Lazio, per il futuro di Maldini è decisiva la Coppa Italia: tutti i dettagli
ROMA - Gli succede spesso così. Le gioie sono contenute, non perde mai aplomb e stile. Daniel Maldini è sempre controllato nel parlare, nel mostrarsi, nell’esultare. L’emozione è più fredda che calda. Non cerca mai di piacere o di sorprendere, non ha un profilo da celebrità. Il gol al Sassuolo, il primo con la Lazio, è stato un gol lampo, segnato dopo 1 minuto e 23 secondi, archiviato come il gol casalingo più veloce messo a segno da un giocatore della Lazio in A da quello di Felipe Anderson contro l’Empoli l’8 gennaio 2023 (1 minuto e 18 secondi). È stato il gol numero 14 in A per Daniel, ma c’è una particolarità che lo distingue dagli altri. Maldini ha segnato con cinque squadre diverse in campionato. Col Milan nel 2021-22, poi Spezia, Monza, Atalanta e Lazio. Ci sono solo due giocatori, nati dal 2001 in avanti, ad aver segnato con 5 formazioni differenti, l’altro è Roberto Piccoli della Fiorentina.
Maldini contro il Milan
Tutti aspettavano il gol di Maldini, è arrivato prima della sfida al Milan, la squadra di famiglia. Lui è l’erede. La storia si conosce, la Dinasty è leggenda. Daniel cerca di vivere la sua personalissima carriera senza riferimenti a nonno Cesare e papà Paolo, ma l’emozione che proverà domenica avrà sicuramente un gusto diverso dalle altre. E’ cresciuto nelle giovanili rossonere, ha esordito in prima squadra il 2 febbraio 2020, a 18 anni, entrò al posto di Castillejo in un match di campionato col Verona (1-1).

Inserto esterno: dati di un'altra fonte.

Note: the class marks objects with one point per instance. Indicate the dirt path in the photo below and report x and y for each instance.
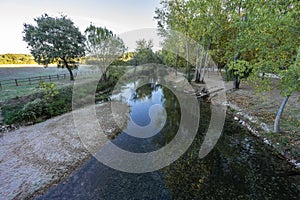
(35, 156)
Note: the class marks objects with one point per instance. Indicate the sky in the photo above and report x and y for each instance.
(120, 16)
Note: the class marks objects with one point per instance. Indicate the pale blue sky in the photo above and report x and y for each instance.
(118, 15)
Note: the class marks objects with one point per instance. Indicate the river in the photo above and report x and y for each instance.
(238, 167)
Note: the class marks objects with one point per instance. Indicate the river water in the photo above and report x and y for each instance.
(238, 167)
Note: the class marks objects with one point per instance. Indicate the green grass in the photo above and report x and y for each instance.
(19, 72)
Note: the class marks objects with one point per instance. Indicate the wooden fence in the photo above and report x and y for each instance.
(36, 80)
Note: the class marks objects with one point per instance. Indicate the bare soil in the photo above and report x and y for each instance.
(263, 108)
(40, 155)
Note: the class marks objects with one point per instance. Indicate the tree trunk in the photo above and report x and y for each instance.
(71, 73)
(279, 114)
(197, 80)
(176, 60)
(236, 82)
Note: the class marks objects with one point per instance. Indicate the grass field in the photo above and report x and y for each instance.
(8, 72)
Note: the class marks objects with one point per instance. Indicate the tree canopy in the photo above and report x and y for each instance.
(102, 47)
(256, 39)
(55, 39)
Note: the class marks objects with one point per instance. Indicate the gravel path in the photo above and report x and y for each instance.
(35, 156)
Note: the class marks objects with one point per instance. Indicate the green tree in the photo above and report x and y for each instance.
(144, 53)
(102, 47)
(55, 40)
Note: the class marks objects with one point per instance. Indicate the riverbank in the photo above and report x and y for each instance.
(37, 156)
(257, 111)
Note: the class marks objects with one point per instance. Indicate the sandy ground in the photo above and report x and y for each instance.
(35, 156)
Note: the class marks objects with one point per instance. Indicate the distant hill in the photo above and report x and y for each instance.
(16, 59)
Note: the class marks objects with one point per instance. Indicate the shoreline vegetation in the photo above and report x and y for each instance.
(237, 110)
(10, 58)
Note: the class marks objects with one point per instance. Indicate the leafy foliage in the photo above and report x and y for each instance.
(55, 40)
(103, 47)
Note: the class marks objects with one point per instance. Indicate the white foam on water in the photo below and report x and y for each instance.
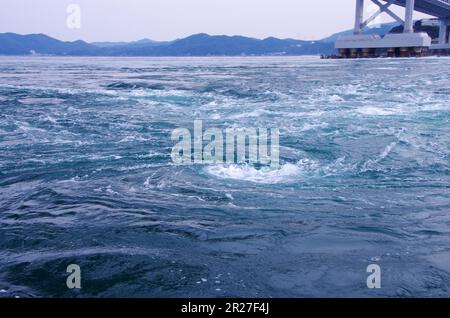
(286, 173)
(375, 111)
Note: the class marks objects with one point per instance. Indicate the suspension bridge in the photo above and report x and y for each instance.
(408, 43)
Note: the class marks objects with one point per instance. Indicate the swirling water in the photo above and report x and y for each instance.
(86, 178)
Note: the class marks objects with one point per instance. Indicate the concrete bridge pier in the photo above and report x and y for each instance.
(443, 34)
(363, 45)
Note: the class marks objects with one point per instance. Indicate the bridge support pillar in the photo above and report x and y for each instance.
(359, 17)
(443, 34)
(409, 23)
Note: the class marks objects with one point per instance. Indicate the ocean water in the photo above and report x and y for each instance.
(86, 178)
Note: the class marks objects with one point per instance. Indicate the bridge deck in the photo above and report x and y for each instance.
(436, 8)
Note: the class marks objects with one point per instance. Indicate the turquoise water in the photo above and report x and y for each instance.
(86, 178)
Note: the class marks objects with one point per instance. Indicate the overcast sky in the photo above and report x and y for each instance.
(127, 20)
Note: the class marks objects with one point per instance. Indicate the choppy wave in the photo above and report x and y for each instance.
(85, 168)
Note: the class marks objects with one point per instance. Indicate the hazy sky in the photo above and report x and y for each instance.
(126, 20)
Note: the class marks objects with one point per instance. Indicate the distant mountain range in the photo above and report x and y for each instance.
(195, 45)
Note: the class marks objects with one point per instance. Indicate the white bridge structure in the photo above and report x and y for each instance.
(406, 44)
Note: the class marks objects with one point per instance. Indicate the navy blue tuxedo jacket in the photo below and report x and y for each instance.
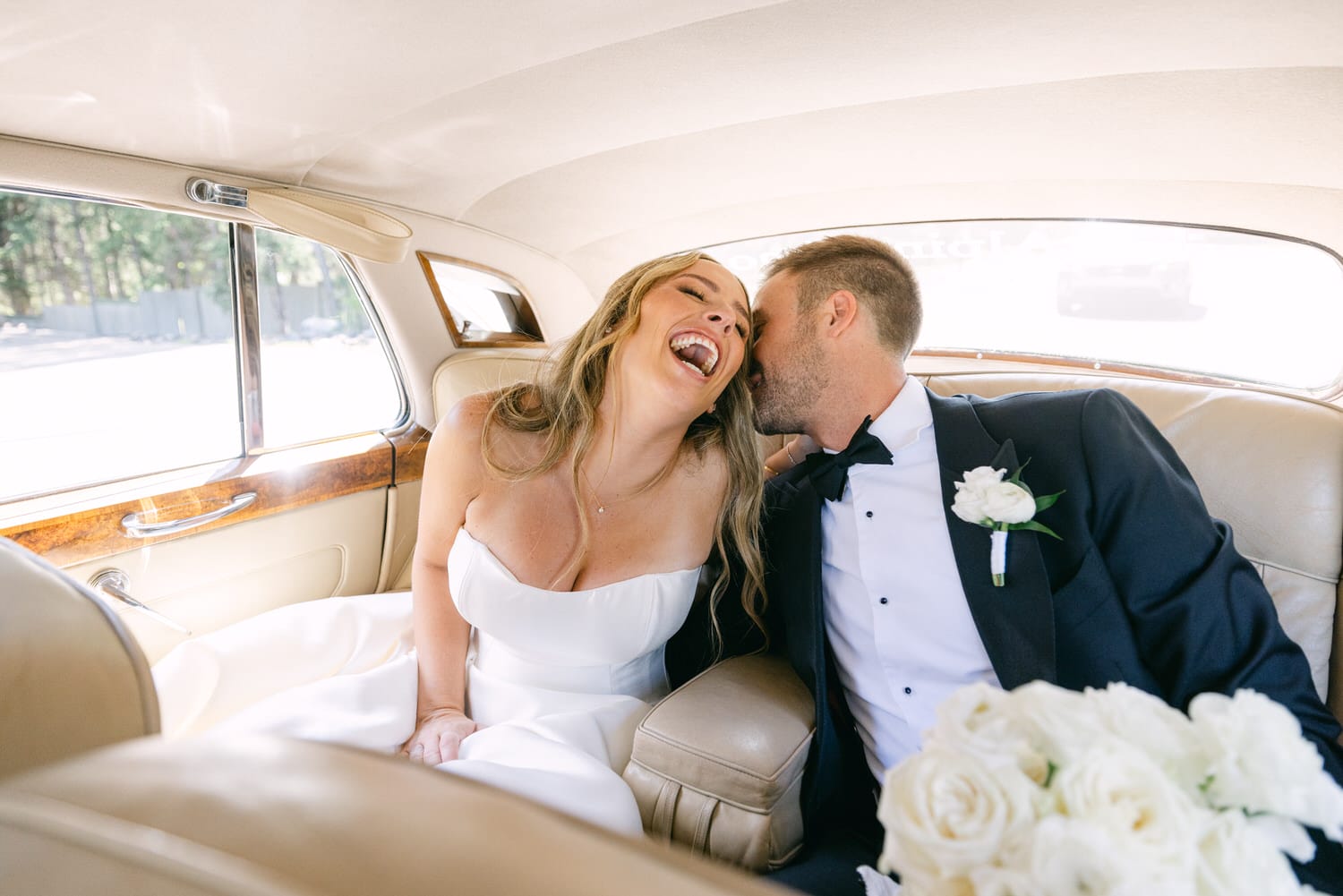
(1143, 587)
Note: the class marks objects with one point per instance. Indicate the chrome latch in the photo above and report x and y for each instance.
(115, 584)
(207, 192)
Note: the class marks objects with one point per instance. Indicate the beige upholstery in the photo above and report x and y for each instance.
(1270, 465)
(72, 678)
(480, 370)
(720, 769)
(270, 817)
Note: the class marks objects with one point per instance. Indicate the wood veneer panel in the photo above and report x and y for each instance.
(411, 449)
(282, 482)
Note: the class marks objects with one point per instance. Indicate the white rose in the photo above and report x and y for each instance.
(1149, 723)
(1061, 724)
(994, 880)
(947, 813)
(1259, 761)
(1144, 815)
(969, 503)
(975, 719)
(1009, 503)
(1235, 860)
(1069, 858)
(982, 477)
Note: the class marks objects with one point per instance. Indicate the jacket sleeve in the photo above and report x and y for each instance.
(1200, 611)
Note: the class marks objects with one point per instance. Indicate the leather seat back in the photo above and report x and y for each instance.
(276, 817)
(1270, 465)
(72, 678)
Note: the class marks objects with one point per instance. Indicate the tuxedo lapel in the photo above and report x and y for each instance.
(794, 542)
(1015, 621)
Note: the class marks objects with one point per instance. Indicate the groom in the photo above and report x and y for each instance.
(884, 601)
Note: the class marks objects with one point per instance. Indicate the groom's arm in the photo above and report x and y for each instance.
(1200, 611)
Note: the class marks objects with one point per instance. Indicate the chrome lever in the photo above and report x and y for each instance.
(115, 582)
(137, 530)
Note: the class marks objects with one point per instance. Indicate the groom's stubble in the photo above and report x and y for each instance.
(786, 397)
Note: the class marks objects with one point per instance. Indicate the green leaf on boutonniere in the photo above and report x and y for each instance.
(1037, 527)
(1048, 501)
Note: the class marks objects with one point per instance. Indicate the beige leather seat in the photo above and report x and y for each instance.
(72, 678)
(274, 817)
(261, 815)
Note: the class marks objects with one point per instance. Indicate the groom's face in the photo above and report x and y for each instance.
(789, 368)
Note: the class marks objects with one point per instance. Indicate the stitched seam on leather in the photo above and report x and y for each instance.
(1313, 576)
(137, 845)
(701, 825)
(722, 799)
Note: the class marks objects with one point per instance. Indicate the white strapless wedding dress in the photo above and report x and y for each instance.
(556, 680)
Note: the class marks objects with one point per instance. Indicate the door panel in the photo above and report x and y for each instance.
(209, 581)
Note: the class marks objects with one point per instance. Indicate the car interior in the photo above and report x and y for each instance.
(247, 263)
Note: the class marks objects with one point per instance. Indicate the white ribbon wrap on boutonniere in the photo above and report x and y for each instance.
(1001, 506)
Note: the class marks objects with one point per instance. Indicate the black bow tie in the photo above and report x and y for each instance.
(829, 472)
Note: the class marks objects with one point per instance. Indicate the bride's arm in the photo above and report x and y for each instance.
(453, 472)
(789, 456)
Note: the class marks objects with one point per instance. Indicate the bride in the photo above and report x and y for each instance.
(561, 531)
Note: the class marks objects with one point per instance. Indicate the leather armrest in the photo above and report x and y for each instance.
(717, 764)
(276, 817)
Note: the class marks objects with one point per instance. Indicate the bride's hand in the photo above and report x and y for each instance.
(790, 455)
(438, 737)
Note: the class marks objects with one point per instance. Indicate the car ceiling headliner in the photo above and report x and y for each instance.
(598, 131)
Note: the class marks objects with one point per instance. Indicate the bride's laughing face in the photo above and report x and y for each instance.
(690, 338)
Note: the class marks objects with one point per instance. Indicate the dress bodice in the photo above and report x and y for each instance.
(606, 640)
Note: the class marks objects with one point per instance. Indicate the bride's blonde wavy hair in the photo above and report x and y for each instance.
(561, 403)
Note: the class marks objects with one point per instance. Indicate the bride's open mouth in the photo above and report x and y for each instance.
(696, 351)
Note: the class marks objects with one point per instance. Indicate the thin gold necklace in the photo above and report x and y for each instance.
(601, 508)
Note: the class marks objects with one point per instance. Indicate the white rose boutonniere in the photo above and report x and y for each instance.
(1001, 506)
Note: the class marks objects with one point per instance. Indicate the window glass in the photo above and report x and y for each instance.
(324, 371)
(481, 308)
(115, 343)
(1205, 301)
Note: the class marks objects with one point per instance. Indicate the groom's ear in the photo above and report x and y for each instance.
(841, 311)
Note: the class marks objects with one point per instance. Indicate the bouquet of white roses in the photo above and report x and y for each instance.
(1045, 791)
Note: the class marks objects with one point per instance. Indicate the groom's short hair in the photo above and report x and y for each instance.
(869, 269)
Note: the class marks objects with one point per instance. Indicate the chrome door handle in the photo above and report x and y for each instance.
(113, 584)
(137, 530)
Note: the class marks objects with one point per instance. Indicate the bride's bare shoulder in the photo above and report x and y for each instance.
(706, 472)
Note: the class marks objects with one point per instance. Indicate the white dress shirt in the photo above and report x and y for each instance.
(894, 610)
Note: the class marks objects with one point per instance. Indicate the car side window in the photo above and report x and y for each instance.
(117, 349)
(324, 370)
(120, 354)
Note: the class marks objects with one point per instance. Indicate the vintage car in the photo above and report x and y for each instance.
(249, 257)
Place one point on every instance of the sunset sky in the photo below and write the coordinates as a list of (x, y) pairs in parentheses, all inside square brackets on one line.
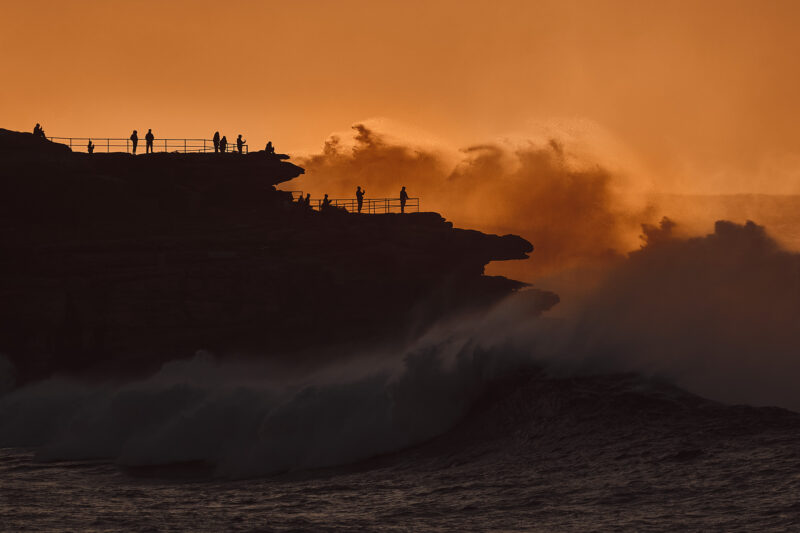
[(702, 96)]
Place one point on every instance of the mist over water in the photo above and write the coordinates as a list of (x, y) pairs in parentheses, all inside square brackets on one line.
[(714, 312)]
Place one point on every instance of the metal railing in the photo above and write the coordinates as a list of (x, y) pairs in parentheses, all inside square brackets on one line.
[(370, 206), (110, 144)]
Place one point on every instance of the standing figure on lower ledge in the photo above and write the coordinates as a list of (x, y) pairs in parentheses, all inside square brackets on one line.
[(403, 199), (360, 197)]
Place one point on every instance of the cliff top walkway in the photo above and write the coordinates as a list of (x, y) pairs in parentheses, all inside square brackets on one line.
[(371, 206), (119, 144)]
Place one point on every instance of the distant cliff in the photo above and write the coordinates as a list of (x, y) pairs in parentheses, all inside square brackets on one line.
[(112, 264)]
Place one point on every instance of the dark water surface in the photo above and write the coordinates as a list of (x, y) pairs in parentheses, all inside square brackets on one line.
[(569, 455)]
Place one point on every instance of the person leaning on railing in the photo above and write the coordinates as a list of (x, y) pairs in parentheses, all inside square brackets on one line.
[(148, 139)]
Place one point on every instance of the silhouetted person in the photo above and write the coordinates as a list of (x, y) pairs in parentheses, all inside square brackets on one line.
[(148, 142), (403, 198), (360, 197)]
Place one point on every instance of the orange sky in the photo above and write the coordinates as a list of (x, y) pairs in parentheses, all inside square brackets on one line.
[(703, 94)]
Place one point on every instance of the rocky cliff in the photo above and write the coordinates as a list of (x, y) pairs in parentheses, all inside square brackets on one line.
[(112, 264)]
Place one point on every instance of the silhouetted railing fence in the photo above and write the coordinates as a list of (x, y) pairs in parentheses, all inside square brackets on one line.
[(370, 205), (107, 144)]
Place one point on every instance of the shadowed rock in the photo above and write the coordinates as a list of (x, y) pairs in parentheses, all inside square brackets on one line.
[(113, 264)]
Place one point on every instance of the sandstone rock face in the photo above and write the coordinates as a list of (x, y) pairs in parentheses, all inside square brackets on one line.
[(112, 264)]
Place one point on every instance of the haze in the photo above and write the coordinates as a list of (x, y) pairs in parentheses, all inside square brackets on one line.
[(702, 96)]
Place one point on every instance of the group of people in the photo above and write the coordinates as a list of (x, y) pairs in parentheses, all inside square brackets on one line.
[(326, 203), (221, 144), (149, 138)]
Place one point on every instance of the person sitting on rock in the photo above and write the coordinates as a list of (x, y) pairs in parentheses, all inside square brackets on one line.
[(148, 140), (360, 197)]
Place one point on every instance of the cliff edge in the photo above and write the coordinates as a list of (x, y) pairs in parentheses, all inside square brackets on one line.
[(113, 264)]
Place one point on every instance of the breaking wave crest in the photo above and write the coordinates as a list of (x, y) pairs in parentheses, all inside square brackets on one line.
[(716, 315)]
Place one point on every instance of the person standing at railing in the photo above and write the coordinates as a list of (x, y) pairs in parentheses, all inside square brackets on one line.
[(403, 199), (148, 141), (134, 140), (360, 197), (215, 140)]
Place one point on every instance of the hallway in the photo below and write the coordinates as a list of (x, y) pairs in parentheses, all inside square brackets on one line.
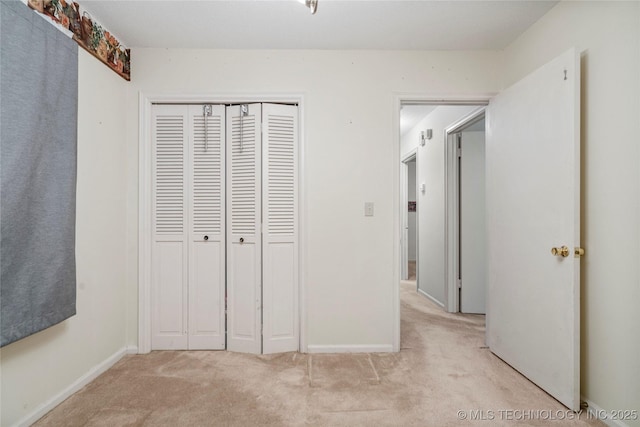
[(442, 376)]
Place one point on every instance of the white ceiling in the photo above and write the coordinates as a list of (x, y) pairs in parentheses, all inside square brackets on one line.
[(338, 24)]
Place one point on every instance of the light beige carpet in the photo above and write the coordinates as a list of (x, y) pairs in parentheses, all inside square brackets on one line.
[(443, 374)]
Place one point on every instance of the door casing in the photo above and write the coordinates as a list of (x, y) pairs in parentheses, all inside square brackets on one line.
[(146, 100)]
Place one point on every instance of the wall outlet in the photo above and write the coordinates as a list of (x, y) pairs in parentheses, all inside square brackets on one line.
[(368, 208)]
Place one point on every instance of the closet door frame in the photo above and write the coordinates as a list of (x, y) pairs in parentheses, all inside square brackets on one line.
[(145, 179)]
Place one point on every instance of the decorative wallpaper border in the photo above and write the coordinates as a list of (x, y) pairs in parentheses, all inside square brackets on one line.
[(88, 33)]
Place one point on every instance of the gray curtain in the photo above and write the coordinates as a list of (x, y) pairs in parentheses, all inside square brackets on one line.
[(38, 139)]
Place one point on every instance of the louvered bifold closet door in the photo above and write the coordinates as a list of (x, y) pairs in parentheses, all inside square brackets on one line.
[(207, 228), (280, 228), (244, 319), (169, 222)]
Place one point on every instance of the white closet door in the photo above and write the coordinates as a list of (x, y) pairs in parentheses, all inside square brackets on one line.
[(169, 248), (280, 228), (207, 226), (244, 319)]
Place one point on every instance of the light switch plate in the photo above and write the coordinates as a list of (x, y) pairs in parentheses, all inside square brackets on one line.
[(368, 208)]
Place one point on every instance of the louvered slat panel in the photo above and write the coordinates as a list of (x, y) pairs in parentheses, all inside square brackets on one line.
[(243, 175), (280, 202), (280, 241), (169, 174), (207, 175)]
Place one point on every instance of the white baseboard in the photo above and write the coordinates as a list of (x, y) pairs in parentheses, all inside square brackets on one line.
[(91, 375), (424, 294), (354, 348), (596, 412)]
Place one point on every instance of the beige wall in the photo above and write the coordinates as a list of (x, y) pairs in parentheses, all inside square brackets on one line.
[(36, 369), (608, 35)]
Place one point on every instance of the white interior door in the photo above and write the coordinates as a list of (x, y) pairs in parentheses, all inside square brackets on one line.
[(169, 247), (472, 223), (280, 228), (244, 246), (533, 189), (207, 227)]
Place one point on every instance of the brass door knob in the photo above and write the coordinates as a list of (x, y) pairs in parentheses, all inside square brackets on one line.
[(561, 251)]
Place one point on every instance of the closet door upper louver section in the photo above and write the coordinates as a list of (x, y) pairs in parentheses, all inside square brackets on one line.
[(208, 170), (169, 182), (280, 172), (244, 175), (280, 236)]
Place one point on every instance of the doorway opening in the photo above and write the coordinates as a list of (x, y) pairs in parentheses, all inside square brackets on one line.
[(409, 218), (465, 236)]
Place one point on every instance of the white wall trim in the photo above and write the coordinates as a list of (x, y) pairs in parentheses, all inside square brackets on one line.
[(399, 99), (594, 411), (353, 348), (451, 214), (146, 100), (76, 386), (430, 298)]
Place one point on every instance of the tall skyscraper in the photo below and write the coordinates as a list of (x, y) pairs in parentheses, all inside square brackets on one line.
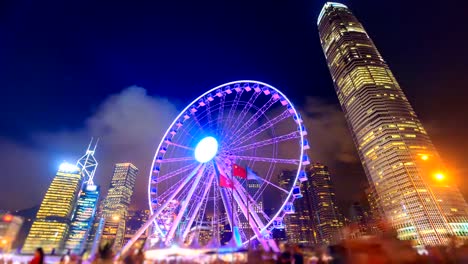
[(117, 202), (83, 219), (320, 192), (85, 210), (299, 226), (397, 155), (52, 223)]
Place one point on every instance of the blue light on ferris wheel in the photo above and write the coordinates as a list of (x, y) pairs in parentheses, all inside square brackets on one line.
[(206, 149)]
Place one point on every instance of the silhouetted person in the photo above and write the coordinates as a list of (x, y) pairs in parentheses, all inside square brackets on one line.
[(106, 254), (38, 257)]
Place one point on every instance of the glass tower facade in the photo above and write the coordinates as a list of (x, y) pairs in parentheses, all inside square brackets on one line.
[(50, 228), (398, 157), (83, 219), (299, 226), (325, 216), (115, 209)]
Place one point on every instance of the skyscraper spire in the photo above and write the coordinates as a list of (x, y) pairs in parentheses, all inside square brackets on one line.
[(87, 163), (400, 161)]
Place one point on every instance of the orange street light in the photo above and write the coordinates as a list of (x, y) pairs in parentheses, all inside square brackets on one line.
[(439, 176)]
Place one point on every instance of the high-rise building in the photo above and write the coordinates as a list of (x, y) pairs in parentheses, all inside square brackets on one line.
[(10, 226), (116, 204), (83, 220), (320, 192), (85, 210), (50, 228), (398, 157), (299, 225), (135, 219)]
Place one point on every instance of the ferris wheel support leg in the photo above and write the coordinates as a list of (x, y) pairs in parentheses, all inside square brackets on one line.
[(243, 194), (155, 214), (197, 209), (227, 207), (252, 222), (171, 232)]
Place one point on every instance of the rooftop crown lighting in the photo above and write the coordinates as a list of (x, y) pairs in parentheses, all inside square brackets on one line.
[(68, 167)]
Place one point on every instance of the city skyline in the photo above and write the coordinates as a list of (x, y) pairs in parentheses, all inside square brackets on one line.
[(153, 91)]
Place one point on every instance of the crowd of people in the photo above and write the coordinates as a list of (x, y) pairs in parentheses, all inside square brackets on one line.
[(384, 248)]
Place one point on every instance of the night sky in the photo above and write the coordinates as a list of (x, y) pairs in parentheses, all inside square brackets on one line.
[(121, 70)]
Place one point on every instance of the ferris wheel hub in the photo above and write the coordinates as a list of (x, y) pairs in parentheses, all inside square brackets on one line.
[(206, 149)]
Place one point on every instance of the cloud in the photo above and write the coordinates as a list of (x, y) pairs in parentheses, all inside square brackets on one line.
[(328, 133), (129, 124)]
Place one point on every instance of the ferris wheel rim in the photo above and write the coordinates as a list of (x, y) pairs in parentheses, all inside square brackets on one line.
[(296, 115)]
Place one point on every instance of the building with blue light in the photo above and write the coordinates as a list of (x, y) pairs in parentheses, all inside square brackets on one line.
[(83, 219)]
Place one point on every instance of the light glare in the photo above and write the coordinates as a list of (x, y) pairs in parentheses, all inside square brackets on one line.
[(206, 149), (439, 176)]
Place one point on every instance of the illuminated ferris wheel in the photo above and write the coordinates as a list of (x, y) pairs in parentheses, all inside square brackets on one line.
[(218, 165)]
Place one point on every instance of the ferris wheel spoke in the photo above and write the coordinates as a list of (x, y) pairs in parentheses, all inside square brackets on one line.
[(158, 211), (177, 172), (169, 191), (254, 220), (198, 206), (188, 197), (271, 160), (169, 160), (244, 111), (270, 123), (258, 144), (253, 118), (220, 112), (180, 146), (232, 110), (274, 185)]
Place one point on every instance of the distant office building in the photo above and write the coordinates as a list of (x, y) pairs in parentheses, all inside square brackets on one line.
[(358, 221), (115, 209), (86, 206), (135, 219), (83, 220), (398, 156), (326, 217), (10, 226), (299, 226), (50, 228), (28, 215)]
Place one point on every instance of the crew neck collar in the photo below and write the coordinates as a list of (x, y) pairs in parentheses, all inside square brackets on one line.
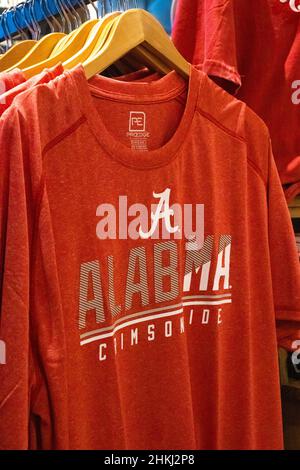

Il 24 settembre successivo debuttò nelle Coppe europee, subentrando a Colombo nel preliminare di Europa League (3-2 contro il Bodø/Glimt). L’1 ottobre la prima partita da titolare, sempre in Europa League contro il Rio Ave (11-10 ai rigori). La sesta presenza col Milan, datata 6 gennaio 2021 in Milan-Juventus di campionato, coincise con la millesima gara disputata da membri della famiglia Maldini in Serie A con la maglia rossonera (347 partite Cesare, 647 Paolo e 6 Daniel). Maldini jr col Milan ha esordito anche in Champions (3-2 ad Anfield contro il Liverpool). L’esordio da titolare in campionato qualche giorno dopo al “Picco” contro lo Spezia (2-1 per il Milan), il giorno del primo gol. Una stagione che si chiuse con lo scudetto, vinto col Milan dopo nonno Cesare e papà Paolo. Un dato leggendario. E la storia continua.